Estoy a punto de protestar cuando desde el interior del parque de bolas puedo ver llegar al encargado... y acompañado de la cría. Se apoya sobre la pared de juego y solo una red nos separa.

—¿Os lo pasáis bien, chicas? —pregunta.

—Estupendamente, gracias —sonrío—. Pero ¿podrías rellenarnos los batidos? —Señalo los vasos vacíos.

—¿Cuántas veces os tengo que repetir que aquí no podéis entrar? Y menos con bebidas. —Nos reprocha a ambas con la mirada, pero es a mí a quien se dirige—. ¡Que ya tienes una edad, Naomi!

¡Oh, venga ya! ¿A quién le importa la edad y su absurda normativa? No me extraña que Peter Pan no quisiera crecer y que tenga un problema con cumplir las reglas. ¿Por ello ya no puedo divertirme en el que ha sido mi lugar favorito de pequeña? Cuando estaba triste, es aquí donde me escondía y, cuando he tenido que tomar decisiones importantes, —o lo que entonces yo consideraba que lo eran, como decidir mi sabor favorito de helado—, es aquí donde he venido.

La niña de las coletas me saca la lengua, burlona, y es más que evidente que se ha chivado para que nos echen. Elliot cumple sus deseos y nos pide que salgamos.

«Calma, Naomi, tú puedes con él».

—Pero...

Me dirige una mirada que conozco muy bien y que no deja lugar a réplicas. Bufando, gateamos hasta salir de la zona de juegos y dejamos los batidos vacíos en una de las mesas para volver a ponernos las zapatillas.

—No nos dejas estar aquí porque estás celoso, pero sabes que, aunque tenga novio, tú siempre vas a ser mi chico favorito, E —digo, divertida.

—Más te vale... Y ya hablaremos tú y yo de lo mucho que ese novio te está respetando si no quiere vérselas conmigo.

Elliot siempre me ha protegido y, aunque sabe que probablemente no tenga nada de qué preocuparse con respecto a Dylan, lo va a seguir haciendo porque una de sus labores cuando tenía diecisiete años y yo ocho, era cuidarme. Por entonces, para afianzar su nueva relación y dejar el estrés de la semana, mis madres salían casi todos los viernes a bailar y, como no podían dejar a su niñita sola en casa, llamaban al chico de pelo castaño-rubio y de ojos azules que ahora está aquí plantado con veintisiete años y que, para suerte mía, le encantan los niños.

Hace años que dejó de ser mi niñero, pero hemos vivido tantos momentos juntos y hemos crecido tan unidos, que no concibo mi vida sin él.

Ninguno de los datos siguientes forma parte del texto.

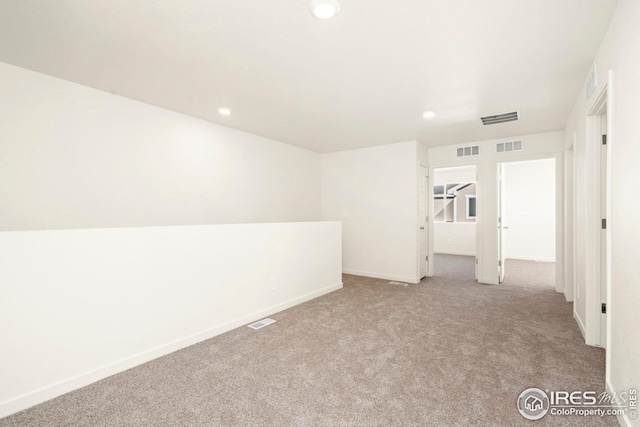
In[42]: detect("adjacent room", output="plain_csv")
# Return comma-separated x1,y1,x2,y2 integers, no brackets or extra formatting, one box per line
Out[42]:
0,0,640,427
433,165,477,280
499,159,557,288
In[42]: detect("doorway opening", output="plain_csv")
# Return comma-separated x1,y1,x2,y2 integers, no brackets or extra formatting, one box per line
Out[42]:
581,82,612,352
432,165,478,280
498,158,557,289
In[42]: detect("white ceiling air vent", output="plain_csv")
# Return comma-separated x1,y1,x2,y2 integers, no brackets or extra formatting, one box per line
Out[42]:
456,145,480,157
480,111,520,126
496,141,522,153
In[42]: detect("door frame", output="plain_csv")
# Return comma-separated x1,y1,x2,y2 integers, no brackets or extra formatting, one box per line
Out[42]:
496,153,564,293
427,162,482,281
584,71,614,354
416,162,433,283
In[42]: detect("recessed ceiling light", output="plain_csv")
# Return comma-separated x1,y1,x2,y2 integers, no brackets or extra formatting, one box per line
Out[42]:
311,0,340,19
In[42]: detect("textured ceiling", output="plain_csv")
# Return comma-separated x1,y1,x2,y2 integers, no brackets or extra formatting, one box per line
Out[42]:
0,0,616,152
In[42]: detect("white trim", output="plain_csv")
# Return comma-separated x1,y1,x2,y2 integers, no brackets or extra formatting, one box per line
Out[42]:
573,309,587,338
0,282,343,418
464,194,478,219
605,380,632,427
435,251,476,257
342,270,420,283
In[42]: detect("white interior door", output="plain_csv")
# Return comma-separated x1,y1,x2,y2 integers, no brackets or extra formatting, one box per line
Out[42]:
498,163,506,283
600,111,609,348
418,165,429,279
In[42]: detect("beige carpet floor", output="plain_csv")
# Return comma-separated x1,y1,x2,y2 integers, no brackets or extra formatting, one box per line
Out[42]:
0,256,617,427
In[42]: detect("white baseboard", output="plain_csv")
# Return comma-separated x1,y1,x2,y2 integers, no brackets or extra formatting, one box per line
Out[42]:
605,381,631,427
0,282,342,418
506,256,556,262
573,310,587,340
434,251,476,257
342,268,420,283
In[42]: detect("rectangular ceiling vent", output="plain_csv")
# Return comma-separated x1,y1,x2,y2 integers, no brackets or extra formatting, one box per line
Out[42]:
249,317,276,329
496,141,522,153
456,145,480,157
480,111,520,126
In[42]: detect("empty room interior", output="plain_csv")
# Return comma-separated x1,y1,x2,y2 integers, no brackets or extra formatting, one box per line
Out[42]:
0,0,640,427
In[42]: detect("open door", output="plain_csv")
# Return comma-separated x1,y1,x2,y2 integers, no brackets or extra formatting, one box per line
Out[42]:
498,163,507,283
600,109,609,348
418,165,429,279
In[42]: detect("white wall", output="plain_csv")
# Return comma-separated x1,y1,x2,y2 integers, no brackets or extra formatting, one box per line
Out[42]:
0,63,320,230
433,166,476,256
502,159,556,262
0,222,342,417
322,141,419,283
566,0,640,426
428,131,564,284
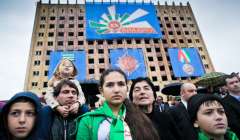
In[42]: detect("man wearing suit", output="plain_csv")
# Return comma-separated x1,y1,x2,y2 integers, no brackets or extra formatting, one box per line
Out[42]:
223,74,240,138
169,83,197,140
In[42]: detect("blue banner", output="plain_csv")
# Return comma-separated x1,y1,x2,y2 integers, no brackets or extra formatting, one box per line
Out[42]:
48,51,86,81
110,49,147,79
85,3,162,40
168,48,205,77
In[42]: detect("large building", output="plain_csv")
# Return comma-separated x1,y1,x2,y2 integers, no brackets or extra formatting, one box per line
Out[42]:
24,1,214,100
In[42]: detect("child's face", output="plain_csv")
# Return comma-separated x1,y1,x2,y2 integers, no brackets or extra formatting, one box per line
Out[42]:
195,101,228,136
7,102,36,138
59,60,74,74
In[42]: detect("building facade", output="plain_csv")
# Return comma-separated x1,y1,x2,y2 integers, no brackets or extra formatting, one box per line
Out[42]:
24,1,214,96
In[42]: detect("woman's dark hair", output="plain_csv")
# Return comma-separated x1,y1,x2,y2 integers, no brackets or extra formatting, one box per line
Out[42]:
99,69,159,140
2,97,38,140
53,79,79,97
99,69,127,88
129,77,157,101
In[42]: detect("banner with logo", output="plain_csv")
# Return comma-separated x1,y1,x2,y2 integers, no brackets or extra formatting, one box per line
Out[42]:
168,48,205,77
48,51,86,81
110,49,147,79
85,3,162,40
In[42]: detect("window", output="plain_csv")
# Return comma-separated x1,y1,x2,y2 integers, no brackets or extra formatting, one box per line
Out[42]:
69,16,74,20
147,48,152,52
59,16,65,20
48,41,53,46
162,76,167,81
44,70,48,76
179,39,184,43
78,16,83,20
50,17,56,20
49,24,55,29
171,39,176,43
78,41,83,45
35,51,42,55
43,82,48,88
45,60,49,66
78,32,83,36
88,58,94,64
166,23,171,28
88,49,94,54
58,32,64,36
68,24,74,28
32,82,38,87
37,41,43,46
68,41,73,46
68,32,74,36
38,33,44,37
59,24,64,28
41,17,46,21
46,50,51,55
174,24,179,28
58,41,63,46
148,57,153,61
34,60,40,66
99,58,104,63
160,66,165,71
48,32,54,37
88,69,94,74
152,76,157,81
98,49,104,54
157,56,163,61
78,24,83,28
150,67,156,71
40,24,45,29
33,71,39,76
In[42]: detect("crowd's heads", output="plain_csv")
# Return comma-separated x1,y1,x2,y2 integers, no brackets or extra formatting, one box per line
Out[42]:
188,94,228,135
180,83,197,101
99,69,128,106
129,77,157,105
54,58,78,77
225,73,240,94
53,79,79,105
1,92,41,139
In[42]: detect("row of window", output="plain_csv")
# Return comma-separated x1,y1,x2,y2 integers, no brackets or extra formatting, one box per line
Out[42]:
39,24,84,29
40,16,84,21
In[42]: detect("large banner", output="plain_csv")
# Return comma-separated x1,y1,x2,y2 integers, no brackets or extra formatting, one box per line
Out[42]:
48,51,86,81
168,48,205,77
85,3,162,40
110,49,147,79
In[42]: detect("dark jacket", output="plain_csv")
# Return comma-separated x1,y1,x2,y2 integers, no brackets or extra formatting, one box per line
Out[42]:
0,92,43,140
223,95,240,138
168,102,197,140
146,106,181,140
41,105,88,140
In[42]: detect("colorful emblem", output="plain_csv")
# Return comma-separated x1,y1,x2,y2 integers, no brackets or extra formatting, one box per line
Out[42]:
117,54,139,75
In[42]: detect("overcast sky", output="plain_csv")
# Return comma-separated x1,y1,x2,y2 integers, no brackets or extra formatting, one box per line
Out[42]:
0,0,240,100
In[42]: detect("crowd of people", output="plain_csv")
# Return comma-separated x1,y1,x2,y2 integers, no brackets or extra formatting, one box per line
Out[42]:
0,59,240,140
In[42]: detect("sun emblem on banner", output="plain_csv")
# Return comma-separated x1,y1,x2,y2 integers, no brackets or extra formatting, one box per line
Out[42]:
89,5,156,34
117,54,139,75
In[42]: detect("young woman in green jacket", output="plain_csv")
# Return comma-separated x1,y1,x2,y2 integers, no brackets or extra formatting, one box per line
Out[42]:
76,69,159,140
188,94,238,140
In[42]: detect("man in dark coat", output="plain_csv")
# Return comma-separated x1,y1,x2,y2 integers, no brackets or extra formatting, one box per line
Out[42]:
168,83,197,140
42,80,88,140
223,74,240,138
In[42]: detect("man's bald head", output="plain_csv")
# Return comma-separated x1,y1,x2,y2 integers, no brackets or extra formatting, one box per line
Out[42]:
180,83,197,102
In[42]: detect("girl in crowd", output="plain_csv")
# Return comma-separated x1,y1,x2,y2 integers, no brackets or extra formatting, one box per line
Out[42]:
77,69,159,140
44,58,85,117
188,94,238,140
0,92,41,140
129,77,180,140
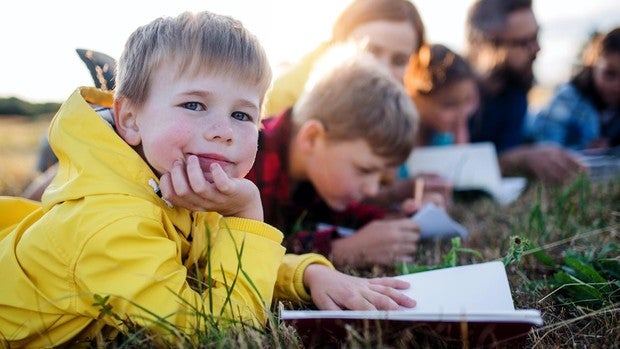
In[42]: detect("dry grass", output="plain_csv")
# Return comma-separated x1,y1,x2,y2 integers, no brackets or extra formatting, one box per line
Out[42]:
0,116,620,348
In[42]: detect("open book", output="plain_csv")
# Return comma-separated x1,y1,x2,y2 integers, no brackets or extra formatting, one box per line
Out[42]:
405,142,527,205
280,261,543,345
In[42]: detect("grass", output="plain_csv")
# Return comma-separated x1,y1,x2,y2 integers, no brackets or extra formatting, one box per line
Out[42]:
0,117,620,348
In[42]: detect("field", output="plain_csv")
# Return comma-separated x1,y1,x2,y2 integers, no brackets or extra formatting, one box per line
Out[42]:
0,115,51,195
0,117,620,348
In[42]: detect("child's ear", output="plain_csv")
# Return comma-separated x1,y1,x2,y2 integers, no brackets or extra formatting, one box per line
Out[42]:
297,120,326,149
114,97,142,146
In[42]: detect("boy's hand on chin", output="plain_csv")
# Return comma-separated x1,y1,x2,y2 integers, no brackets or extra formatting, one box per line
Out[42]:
159,157,263,221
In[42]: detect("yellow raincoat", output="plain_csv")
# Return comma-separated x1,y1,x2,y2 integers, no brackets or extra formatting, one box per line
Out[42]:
0,88,331,347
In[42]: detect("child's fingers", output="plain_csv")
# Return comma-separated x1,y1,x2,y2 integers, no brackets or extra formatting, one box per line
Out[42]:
170,160,190,196
159,173,176,199
187,155,210,195
211,163,233,193
370,284,416,310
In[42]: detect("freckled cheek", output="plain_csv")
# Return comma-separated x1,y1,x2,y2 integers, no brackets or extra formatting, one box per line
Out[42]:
150,124,194,170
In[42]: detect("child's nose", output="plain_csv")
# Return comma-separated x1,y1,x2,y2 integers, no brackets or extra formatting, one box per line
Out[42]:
362,176,381,197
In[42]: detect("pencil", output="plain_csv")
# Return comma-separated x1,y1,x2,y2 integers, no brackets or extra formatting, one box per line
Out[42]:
413,177,424,207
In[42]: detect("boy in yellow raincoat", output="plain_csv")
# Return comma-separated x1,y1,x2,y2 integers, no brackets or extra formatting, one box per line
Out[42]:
0,12,415,347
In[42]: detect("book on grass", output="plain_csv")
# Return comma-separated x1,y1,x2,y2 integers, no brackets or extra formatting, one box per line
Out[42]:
573,146,620,182
280,261,543,345
405,142,527,205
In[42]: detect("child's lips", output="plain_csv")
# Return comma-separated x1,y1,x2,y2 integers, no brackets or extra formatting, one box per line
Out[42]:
197,154,233,172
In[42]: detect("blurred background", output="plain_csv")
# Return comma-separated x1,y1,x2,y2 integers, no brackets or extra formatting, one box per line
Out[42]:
0,0,620,103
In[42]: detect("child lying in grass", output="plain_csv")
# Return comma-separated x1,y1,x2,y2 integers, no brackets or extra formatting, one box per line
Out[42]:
0,12,415,347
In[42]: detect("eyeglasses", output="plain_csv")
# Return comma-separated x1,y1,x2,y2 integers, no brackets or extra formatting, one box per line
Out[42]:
493,32,538,49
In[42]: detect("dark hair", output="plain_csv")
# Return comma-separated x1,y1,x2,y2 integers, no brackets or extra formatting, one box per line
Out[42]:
465,0,532,45
570,27,620,109
332,0,426,52
404,44,476,96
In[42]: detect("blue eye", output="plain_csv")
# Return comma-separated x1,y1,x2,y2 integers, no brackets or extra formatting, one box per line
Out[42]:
183,102,207,111
230,111,252,121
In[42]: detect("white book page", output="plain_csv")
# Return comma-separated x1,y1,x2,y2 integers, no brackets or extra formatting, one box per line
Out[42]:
395,261,515,313
406,142,501,192
406,142,527,205
280,261,543,325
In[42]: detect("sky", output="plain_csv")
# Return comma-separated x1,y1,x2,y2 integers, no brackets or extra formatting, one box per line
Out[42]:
0,0,620,102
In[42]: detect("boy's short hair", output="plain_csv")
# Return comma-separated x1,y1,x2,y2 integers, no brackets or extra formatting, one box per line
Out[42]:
115,11,271,105
293,46,418,165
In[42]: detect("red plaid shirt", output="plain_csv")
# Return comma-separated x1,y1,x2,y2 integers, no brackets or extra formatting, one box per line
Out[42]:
246,109,386,256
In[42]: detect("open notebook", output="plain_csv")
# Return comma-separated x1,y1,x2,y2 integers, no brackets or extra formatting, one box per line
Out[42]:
280,261,543,344
405,142,527,205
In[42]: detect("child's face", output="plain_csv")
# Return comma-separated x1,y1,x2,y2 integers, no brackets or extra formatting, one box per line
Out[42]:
413,79,479,141
306,138,388,211
348,21,420,82
120,63,261,182
593,53,620,107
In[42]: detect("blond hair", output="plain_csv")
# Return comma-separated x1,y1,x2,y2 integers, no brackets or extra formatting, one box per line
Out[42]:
293,46,418,165
115,11,271,105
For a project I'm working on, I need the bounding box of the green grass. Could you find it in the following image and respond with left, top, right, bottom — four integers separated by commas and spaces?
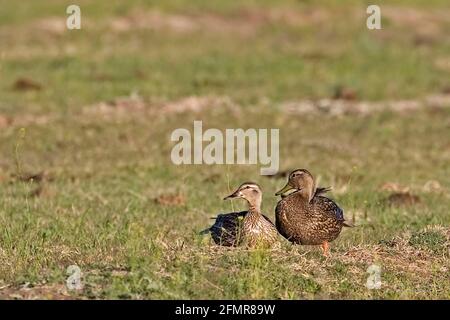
0, 0, 450, 299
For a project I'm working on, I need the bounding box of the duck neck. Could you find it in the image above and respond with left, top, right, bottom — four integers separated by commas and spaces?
297, 188, 315, 203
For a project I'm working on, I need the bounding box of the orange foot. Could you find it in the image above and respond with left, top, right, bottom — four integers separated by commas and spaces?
320, 241, 330, 257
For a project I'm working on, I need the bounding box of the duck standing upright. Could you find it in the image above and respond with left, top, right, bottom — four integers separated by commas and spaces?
275, 169, 352, 256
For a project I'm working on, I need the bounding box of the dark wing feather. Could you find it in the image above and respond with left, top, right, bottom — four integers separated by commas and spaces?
314, 187, 331, 197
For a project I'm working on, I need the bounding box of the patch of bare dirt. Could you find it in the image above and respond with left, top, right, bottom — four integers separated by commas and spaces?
110, 8, 331, 36
83, 94, 238, 116
161, 96, 238, 113
0, 114, 12, 129
154, 193, 186, 207
13, 78, 43, 91
280, 94, 450, 116
30, 17, 67, 36
382, 6, 450, 45
0, 283, 73, 300
386, 192, 422, 207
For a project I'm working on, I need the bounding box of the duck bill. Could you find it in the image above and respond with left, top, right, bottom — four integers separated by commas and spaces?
223, 190, 240, 200
275, 183, 294, 196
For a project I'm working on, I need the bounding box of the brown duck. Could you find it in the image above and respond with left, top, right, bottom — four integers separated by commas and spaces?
275, 169, 352, 256
202, 182, 278, 247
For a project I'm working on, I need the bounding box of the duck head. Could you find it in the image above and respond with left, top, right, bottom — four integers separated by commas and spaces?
223, 182, 262, 208
275, 169, 316, 202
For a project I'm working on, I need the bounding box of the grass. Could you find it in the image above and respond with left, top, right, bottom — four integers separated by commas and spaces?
0, 0, 450, 299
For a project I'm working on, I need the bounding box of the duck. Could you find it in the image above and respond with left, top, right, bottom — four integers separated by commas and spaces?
200, 211, 247, 247
203, 182, 278, 248
275, 169, 353, 256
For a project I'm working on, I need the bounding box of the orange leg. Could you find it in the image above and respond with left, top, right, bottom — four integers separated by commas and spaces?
320, 241, 330, 257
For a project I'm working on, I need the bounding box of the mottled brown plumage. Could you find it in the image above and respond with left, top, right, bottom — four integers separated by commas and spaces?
275, 169, 350, 254
204, 183, 278, 247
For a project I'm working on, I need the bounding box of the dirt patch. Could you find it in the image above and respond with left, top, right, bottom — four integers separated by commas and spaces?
0, 283, 73, 300
154, 193, 186, 207
0, 114, 12, 129
12, 78, 43, 91
382, 6, 450, 45
109, 8, 331, 36
83, 94, 238, 116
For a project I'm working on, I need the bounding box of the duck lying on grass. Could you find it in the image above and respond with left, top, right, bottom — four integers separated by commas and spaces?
275, 169, 352, 256
202, 182, 278, 247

Elliot, aunque no compartamos la misma sangre, es mi hermano mayor.

—Anda, largaos de aquí antes de que vuelva la jefa y tenga que vetaros la entrada poniendo una foto vuestra en todo el centro.

—Al menos sácame guapa. —Le guiño un ojo y le envío un beso, posando.

Ensancha su sonrisa mostrando sus dientes blancos y me da un empujoncito hacia la puerta, instándome a salir. Comparado con su metro ochenta y su cuerpo ancho y fornido, mi metro setenta y mi delgadez me hacen sentir pequeña.

—Adiós, guapo. —Le dejo mis labios color Vampira marcados en la mejilla y antes de desaparecer, le doy un regalito a la niña—. ¡Buu!

La asusto, pegando mi cara a la suya, y la mocosa grita despavorida escondiéndose detrás de Elliot, que jovial nos despide y luego trata de consolarla con una piruleta que saca de sus vaqueros. ¡Y encima sale ganando ella, maldita sea!